Practical Home Theater turns 6

October 5, 2006 -- From the moment when I first decided to write the definitive book on home theater, I simultaneously decided to update it every year. This year's edition of Practical Home Theater is the sixth. Like the others, it will run from October 2006 to October 2007, though it's dated 2007. This year's edition received extra nurturing, with 16 pages of new content added, and the chapters on television and surround sound reorganized to make their complexities easier to handle.

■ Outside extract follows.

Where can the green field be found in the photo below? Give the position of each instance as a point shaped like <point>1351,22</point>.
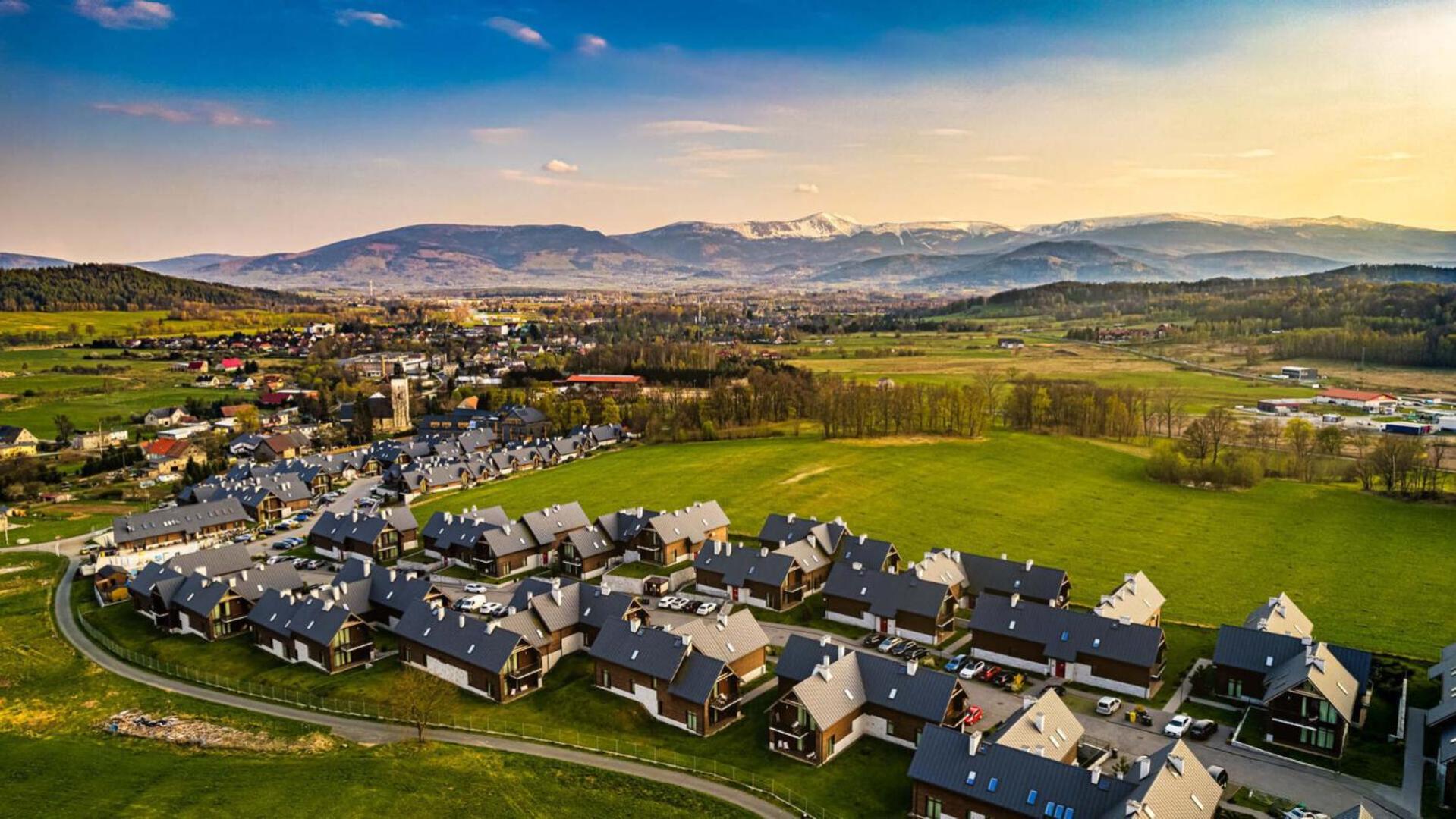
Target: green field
<point>58,763</point>
<point>955,358</point>
<point>1348,557</point>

An extra complication will attend this year's change of editions. Each edition has a unique book catalogue number, known as ISBN: International Standard Book Number. To make sure you buy the newest edition, you need the ISBN. But on January 1, 2007, the ISBN system is changing from 10 digits to 13 digits. So this year's edition of PHT has two ISBNs. They are:

ISBN-10: 1-932732-08-X
ISBN-13: 978-1-932732-08-5

So if you order the book online, make sure one of those two numbers is listed. They both refer to the same brand-new edition. If you order the book from a bookstore, give both numbers to the clerk, and if you're told it's out of stock, point out that the book has two equally valid ISBNs, and that it's printed on demand.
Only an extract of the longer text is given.